Szukaj na tym blogu

poniedziałek, 10 stycznia 2011

Na starych śmieciach

Marcin Kowalski wraca do nas. Jest to postać, którą kibicom nie trzeba zbytnio przedstawiać.
No, chyba że tym młodszym (autor bloga już taki młody nie jest,a widmo sesji sprawia że siwych włosów przybywa w tempie podwójnie przyśpieszonym).

Marcin to nasz wychowanek. Szczerze, jest to gracz mało chrakterystyczny. Może dlatego, że przez CAŁĄ swoja wałbrzyską karierę był w cieniu swojego wałbrzyskiego rówieśnika, grającego na tej samej pozycji - niejakiego Glapy (?) , który to teraz jest naszym zagrożeniem bo kreuje grę żółto-czarnego tarana z Podkarpacia.
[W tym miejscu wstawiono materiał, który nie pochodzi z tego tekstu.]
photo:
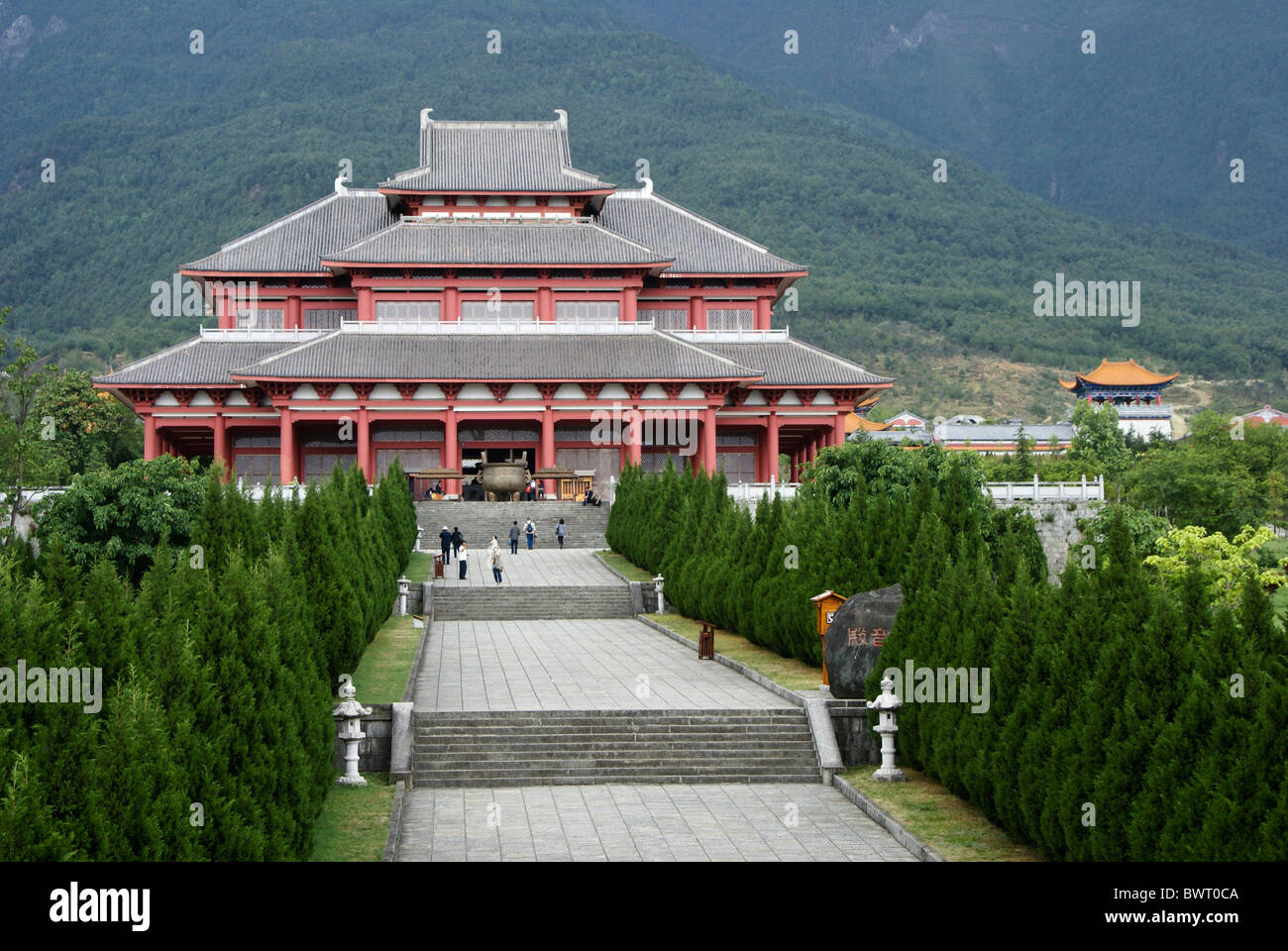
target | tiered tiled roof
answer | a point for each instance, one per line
(1119, 373)
(496, 241)
(515, 158)
(295, 244)
(789, 363)
(373, 354)
(698, 247)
Byli jak Batman i Robin. Jeden zgrywał bohatera nocami w hali na ul.Wysockiego, drugi - niby też bohater - ale tak jakby w cieniu, przygaszony, zbierający resztki ze stołu. O jednym mówili wszyscy, o drugim od święta ktoś napomknął. Pomiędzy nimi nie było statusu quo. Nie było znaku równości. Marcin był Robinem. Teraz ma okazję podmienić peleryny, zasiąść w pustym już biało-niebieskim batmobilu. Stoi przed szansą zostania Batmanem.

Jak każdy szanujący się superbohater, Marcin miał swoje momenty. Parę sezonów temu przez krótki czas (ale jednak) był liderem klasyfikacji strzelców zza łuku w I lidze. Zastalowi kiedyś rzucił 17 pkt.
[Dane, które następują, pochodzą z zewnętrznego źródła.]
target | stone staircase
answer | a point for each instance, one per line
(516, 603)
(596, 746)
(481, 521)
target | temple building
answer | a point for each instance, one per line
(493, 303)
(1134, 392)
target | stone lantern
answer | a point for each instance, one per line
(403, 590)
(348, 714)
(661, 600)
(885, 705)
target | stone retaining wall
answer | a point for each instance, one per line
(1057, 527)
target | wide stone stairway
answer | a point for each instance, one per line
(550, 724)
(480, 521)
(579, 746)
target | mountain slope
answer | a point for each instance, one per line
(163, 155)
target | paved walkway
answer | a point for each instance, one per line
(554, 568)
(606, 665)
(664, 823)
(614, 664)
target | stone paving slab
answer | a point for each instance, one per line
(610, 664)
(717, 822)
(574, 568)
Teraz - w godzinę ciemności nad Gotham City Wałbrzychem znów zaświecamy magiczne, batmanowe logo. Tym razem jednak wiemy, że odpowie nam Robin. Czekamy aż nasz bohater zawita na salony superbohaterów. Herosowa ekstraklasa. Miejsce dla najlepszych. Wysłużonego schabowego zastępuje tam homar. Polską "czystą" zamienia się na podawane na srebrzystej tacy Chianti. Ale kto wie, Marcin może akurat lubi schabowe ?

Potrzebujemy łowcy punktów, człowieka stanowiącego realne zagrożenie w ataku. Dla Marcina będzie to szansa. Wraca do I ligi ze świata umarłych (zwanym również II ligą polską). Czas wskrzesić dawne moce, zwłaszcza te zza łuku.


Nasz Robin był już członkiem nienajgorszych biało-niebieskich zbieranin. W 2007 świętował z nami teleportację do ekstraklasowego wymiaru, wcześniej - wraz ze wspomnianym wyżej Batmanem - wzbogacili się o srebro na MP juniorów starszych, gdzie ówczesnego Jockera (F. Dylewicz) nie byli w stanie zatrzymać.

Walcząc z przestępczością na zesłaniu w lidze umarłych nasz Robin trafił 21 z 50 trójek (42 %), za dwa 54 % (kolejka Chianti w nagrodę ! ). 9.0 pkt na mecz. Krzysiu w tamtej lidze miał tych oczek na mecz 18. Tak dla porównania.

Najwyższy czas stać się Barmanem Batmanem.